We are reasonably confident that the WARP VPN is built on top of WireGuard another VPN developer. WireGuard securely encapsulates IP packets over UDP, and that means the TCP headers are not available to be accelerated by TCP Acceleration methods. That means the speed of any TCP traffic within the VPN is going to be significantly impacted. One thing that gives us confidence that this is an issue is a post in Reddit, in which an admin asks for performance tips using WireGuard over a satellite link. His user said he was getting about 1/30th of the performance over satellite for traffic over the VPN, versus without the VPN. One Reddit user summed up the situation well: “Either way, this is why the speed test is so slow with WireGuard… the satellite router cannot “see” that there’s a TCP stream inside the UDP one, and of course it can’t spoof anything since it’s encrypted. Thus, by the time the ACK comes back via WireGuard, the TCP inside the sender’s kernel has already decided that the connection is slow.”
If we’ve accurately described the product chain here, and haven’t overlooked or misinterpreted something, then there will likely be latency issues for this new VPN. Microsoft’s Edge Secure Network VPN is powered by Cloudflare and most probably is based on their WARP VPN, which in turn uses a WireGuard platform, if our information is correct. What this means is that the new browser VPN from Microsoft is not going to work well over satellite – at least, not any GEO satellite. It will probably work fine over a LEO satellite service such as Starlink because of the much lower latency.
Unfortunately, it’s unlikely that there are any workarounds. As our white paper about VPNs notes, there are pre-acceleration appliances you can put in front of VPN appliances such as IPSec or PPTP that hides the IP header information. These solutions accelerate or pre-accelerate the traffic before it goes into the VPN appliance, and often provide QoS because you can’t prioritize encrypted packets, so any prioritization must take place before the traffic is encrypted. In the case of this browser-based VPN, the VPN is running as client software on a workstation or device and will in all probability encounter the same issues that users have with IPSec client software VPNs. They can’t be pre-accelerated, and thus are not satellite friendly. They won’t be able to take advantage of all the bandwidth that might be available.

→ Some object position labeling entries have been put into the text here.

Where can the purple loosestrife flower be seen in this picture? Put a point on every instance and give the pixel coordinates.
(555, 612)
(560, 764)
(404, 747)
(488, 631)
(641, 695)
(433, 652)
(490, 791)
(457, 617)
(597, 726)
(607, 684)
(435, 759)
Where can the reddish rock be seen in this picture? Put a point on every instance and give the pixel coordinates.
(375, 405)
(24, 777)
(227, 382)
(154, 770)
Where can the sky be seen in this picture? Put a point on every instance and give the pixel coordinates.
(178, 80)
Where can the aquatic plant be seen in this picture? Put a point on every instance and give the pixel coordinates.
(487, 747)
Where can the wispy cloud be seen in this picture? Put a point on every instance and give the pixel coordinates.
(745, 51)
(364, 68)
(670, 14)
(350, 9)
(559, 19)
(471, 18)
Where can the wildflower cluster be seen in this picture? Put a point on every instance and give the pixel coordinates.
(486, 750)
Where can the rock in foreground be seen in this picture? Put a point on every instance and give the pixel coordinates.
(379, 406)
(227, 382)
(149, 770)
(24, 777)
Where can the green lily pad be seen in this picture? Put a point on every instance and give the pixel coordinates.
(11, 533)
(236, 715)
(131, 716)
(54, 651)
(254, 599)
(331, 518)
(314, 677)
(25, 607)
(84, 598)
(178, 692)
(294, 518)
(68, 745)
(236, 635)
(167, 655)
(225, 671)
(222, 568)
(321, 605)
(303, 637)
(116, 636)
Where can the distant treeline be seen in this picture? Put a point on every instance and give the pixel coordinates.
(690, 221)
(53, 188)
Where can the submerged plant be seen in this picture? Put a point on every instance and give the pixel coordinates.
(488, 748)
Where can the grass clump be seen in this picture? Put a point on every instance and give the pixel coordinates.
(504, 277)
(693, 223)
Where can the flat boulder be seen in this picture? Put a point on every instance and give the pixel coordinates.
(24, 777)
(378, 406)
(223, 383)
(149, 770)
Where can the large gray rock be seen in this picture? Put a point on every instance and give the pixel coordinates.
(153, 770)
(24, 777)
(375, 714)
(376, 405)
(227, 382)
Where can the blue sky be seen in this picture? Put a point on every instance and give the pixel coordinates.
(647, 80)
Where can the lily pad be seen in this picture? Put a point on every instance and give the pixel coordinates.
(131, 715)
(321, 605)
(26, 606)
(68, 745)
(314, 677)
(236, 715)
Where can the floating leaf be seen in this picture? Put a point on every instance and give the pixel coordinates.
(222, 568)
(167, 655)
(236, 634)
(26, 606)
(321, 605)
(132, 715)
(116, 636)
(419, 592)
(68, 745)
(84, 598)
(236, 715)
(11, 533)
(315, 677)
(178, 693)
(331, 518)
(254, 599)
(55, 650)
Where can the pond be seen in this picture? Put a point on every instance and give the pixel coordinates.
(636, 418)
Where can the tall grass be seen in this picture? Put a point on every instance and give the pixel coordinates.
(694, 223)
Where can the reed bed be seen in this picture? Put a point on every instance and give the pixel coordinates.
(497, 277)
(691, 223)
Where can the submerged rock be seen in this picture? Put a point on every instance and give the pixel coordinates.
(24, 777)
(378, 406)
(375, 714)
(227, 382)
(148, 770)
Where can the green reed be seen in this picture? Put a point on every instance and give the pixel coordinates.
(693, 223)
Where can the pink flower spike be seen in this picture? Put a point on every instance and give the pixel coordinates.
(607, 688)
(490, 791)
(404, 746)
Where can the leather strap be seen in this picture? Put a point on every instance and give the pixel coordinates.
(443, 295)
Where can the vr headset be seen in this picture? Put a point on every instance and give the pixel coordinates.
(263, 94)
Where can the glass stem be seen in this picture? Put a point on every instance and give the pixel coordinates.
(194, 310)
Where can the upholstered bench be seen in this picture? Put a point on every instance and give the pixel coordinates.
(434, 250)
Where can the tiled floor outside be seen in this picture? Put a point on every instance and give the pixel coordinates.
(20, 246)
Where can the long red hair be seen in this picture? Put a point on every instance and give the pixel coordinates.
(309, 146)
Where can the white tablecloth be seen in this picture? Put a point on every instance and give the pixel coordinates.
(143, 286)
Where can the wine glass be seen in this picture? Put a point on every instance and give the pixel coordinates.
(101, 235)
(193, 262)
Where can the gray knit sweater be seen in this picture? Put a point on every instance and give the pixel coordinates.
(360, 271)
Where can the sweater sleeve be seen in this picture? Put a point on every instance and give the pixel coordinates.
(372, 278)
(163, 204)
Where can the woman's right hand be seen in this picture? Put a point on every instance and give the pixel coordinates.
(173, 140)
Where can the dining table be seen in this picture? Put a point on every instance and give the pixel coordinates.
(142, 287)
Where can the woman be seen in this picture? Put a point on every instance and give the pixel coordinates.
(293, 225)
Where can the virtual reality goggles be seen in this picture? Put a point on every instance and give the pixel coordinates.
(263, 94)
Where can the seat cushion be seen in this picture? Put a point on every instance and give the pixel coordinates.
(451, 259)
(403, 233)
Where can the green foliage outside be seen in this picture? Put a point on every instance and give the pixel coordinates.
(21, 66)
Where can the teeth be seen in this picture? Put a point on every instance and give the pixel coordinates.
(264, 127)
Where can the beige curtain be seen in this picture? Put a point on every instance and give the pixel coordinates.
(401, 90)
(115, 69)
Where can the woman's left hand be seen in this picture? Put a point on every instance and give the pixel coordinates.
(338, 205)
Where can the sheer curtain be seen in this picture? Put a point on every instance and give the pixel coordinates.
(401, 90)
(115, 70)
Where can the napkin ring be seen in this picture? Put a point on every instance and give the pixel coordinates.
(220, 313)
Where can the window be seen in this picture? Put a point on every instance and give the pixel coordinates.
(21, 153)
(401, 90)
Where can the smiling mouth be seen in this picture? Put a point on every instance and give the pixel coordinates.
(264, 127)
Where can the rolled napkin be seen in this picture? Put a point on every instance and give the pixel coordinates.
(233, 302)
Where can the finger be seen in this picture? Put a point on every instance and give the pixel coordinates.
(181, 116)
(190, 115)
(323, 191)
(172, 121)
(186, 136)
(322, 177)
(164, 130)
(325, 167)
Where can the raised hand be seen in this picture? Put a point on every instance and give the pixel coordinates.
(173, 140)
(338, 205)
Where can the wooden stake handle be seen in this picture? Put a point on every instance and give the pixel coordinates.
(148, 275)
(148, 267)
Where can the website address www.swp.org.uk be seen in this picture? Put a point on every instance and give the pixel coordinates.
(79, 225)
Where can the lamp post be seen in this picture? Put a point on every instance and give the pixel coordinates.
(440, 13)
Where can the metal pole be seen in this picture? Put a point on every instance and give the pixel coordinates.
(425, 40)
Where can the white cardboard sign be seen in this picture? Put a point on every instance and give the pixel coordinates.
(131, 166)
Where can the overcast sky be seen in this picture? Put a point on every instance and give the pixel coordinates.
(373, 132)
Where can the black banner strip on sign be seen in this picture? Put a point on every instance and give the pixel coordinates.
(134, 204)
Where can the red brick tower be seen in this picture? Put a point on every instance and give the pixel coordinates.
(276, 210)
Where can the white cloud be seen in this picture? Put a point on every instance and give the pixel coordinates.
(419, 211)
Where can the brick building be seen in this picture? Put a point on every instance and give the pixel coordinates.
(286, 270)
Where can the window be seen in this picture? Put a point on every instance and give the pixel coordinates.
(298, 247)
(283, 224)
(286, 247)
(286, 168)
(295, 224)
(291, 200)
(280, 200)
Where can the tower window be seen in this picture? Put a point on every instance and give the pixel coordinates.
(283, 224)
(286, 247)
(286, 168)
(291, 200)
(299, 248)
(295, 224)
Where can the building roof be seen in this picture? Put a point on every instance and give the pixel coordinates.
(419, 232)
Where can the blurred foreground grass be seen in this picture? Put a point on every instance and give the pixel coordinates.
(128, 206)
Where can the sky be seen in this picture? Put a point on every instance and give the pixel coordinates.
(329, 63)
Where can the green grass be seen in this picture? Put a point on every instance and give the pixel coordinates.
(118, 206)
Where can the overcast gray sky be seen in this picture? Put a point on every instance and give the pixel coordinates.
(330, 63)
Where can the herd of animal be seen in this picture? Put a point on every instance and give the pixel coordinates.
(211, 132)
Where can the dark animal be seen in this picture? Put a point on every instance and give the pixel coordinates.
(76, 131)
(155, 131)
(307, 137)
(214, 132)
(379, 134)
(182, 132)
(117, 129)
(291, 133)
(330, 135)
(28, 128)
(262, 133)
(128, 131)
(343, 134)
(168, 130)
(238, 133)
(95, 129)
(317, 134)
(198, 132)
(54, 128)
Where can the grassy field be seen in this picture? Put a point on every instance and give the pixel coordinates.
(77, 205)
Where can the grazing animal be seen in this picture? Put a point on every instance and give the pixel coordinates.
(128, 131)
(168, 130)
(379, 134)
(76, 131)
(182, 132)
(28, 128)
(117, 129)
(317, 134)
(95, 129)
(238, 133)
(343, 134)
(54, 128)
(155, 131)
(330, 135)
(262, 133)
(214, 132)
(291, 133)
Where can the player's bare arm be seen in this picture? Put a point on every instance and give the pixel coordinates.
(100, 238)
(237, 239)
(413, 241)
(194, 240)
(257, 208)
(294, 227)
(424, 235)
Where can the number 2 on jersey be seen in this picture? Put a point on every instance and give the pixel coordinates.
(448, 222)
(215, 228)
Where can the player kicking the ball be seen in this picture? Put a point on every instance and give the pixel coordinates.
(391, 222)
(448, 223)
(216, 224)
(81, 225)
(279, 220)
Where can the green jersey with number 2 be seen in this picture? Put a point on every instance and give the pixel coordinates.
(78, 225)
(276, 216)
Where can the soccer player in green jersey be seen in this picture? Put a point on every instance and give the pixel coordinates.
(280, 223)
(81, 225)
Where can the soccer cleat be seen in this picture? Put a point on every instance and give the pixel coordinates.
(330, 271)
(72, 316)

There was a product in the early 2000s called the Mentat SkyX Server that provided pre-acceleration in client software on the workstation, so VPNs like this could be pre-accelerated, but to the best of the author’s knowledge, there are no such solutions on the market today. Packeteer bought Mentat, and they were bought by Blue Coat and somewhere along the way, the SkyX product faded away. It started at $25,000, thus only made sense for corporations with a lot of remote or mobile workers. There are a lot more of these workers today than there were in the early 2000s. Perhaps Microsoft’s new VPN will help create demand for such a solution, or perhaps they will provide a mechanism to disable hiding the IP address?
We are interested in any additional information readers might have to support or debunk the idea that the new browser VPN may not work as expected over satellite. If our projections are correct, be prepared for users complaining about performance when using the new Microsoft Edge Secure browser VPN over satellite.